Parallel environments in Pong keep ending up in the same state despite random actions being taken

205 views Asked by At

Hi I am trying to use the SubprocVecEnv to run 8 parallel Pong environment instances. I tried testing the state transitions using random actions but after 15 steps (with random left or right actions), the states of all the environments are the same. I was wondering how this happened and whether I did something wrong? Shouldn't all the different environment states be different? I checked the actions taken and net net they are all different (i.e. after 15 steps, some of the agents have taken more left than right actions and vice versa).

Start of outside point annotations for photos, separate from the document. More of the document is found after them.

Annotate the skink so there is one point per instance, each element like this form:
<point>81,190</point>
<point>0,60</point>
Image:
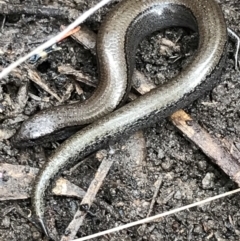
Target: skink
<point>120,34</point>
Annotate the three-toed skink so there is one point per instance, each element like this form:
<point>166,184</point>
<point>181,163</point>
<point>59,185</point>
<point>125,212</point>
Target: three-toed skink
<point>122,30</point>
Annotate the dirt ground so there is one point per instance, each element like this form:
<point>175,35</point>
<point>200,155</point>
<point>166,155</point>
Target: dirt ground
<point>187,174</point>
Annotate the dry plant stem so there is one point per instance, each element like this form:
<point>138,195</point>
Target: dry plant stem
<point>158,185</point>
<point>68,70</point>
<point>150,219</point>
<point>88,199</point>
<point>210,146</point>
<point>55,39</point>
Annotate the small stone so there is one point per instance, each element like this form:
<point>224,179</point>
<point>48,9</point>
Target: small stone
<point>167,165</point>
<point>198,229</point>
<point>208,181</point>
<point>161,154</point>
<point>6,222</point>
<point>178,195</point>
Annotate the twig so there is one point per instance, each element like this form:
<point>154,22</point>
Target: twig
<point>68,70</point>
<point>33,75</point>
<point>142,229</point>
<point>210,146</point>
<point>150,219</point>
<point>77,221</point>
<point>55,39</point>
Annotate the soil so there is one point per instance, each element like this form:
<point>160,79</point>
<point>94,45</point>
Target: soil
<point>187,174</point>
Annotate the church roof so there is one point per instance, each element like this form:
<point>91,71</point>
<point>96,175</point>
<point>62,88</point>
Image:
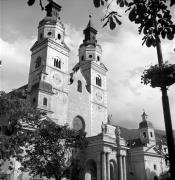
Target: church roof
<point>145,124</point>
<point>90,24</point>
<point>44,86</point>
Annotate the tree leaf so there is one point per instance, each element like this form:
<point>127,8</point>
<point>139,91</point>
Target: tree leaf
<point>30,2</point>
<point>117,20</point>
<point>112,24</point>
<point>96,3</point>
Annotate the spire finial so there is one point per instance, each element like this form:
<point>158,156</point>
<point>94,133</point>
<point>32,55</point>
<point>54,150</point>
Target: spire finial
<point>90,14</point>
<point>144,116</point>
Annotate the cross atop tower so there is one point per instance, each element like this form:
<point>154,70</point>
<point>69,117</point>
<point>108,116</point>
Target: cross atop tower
<point>90,33</point>
<point>144,116</point>
<point>53,9</point>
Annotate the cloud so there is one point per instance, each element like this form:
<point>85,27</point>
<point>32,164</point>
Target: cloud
<point>125,59</point>
<point>15,63</point>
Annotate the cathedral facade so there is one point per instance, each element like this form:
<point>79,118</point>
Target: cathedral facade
<point>78,97</point>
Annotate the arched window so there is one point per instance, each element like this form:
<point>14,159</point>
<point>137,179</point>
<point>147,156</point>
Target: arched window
<point>98,80</point>
<point>98,58</point>
<point>59,36</point>
<point>79,86</point>
<point>45,101</point>
<point>34,101</point>
<point>38,62</point>
<point>91,170</point>
<point>90,55</point>
<point>41,35</point>
<point>78,123</point>
<point>57,63</point>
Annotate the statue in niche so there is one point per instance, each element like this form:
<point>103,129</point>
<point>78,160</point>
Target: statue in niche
<point>118,131</point>
<point>144,116</point>
<point>109,118</point>
<point>103,128</point>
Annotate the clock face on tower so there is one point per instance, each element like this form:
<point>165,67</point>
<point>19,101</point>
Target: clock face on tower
<point>99,96</point>
<point>57,78</point>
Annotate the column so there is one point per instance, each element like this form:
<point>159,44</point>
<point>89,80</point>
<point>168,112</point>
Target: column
<point>103,167</point>
<point>120,164</point>
<point>108,166</point>
<point>99,167</point>
<point>124,168</point>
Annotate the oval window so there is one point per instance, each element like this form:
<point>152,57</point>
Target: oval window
<point>78,123</point>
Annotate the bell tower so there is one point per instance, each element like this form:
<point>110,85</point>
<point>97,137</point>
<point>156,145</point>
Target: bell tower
<point>147,134</point>
<point>48,76</point>
<point>94,72</point>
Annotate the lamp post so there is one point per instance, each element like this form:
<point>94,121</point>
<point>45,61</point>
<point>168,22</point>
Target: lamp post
<point>166,110</point>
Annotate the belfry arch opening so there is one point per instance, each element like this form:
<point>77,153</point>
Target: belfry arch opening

Can someone help on why all environments end at the same state even after 15 steps of random actions? My problem is that there is no new learning between environments if they all follow the same trajectory? Thanks a lot!

from baselines.common.vec_env.subproc_vec_env import SubprocVecEnv
env_name='PongDeterministic-v4' 

def make_env(env_name, seed):
    def f_():
        env=gym.make(env_name)
        env.seed(seed)
        return env
    return f_

envs=[make_env(env_name,42) for _ in range(8)]
envs = SubprocVecEnv(envs)
   
envs.reset()
for _ in range(15):
    fr1, _, _, _ = envs.step(np.random.choice([4, 5],8))
base=fr1[0,:,:,:]
for i in range(fr1.shape[0]):
    if fr1[i,:,:,:].all()==base.all():
       print('Match :(')

Match :(
Match :(
Match :(
Match :(
Match :(
Match :(
Match :(
Match :(

1

There are 1 answers

0
Swami On

Ok, figured it out. I was using the same seed for all the envs.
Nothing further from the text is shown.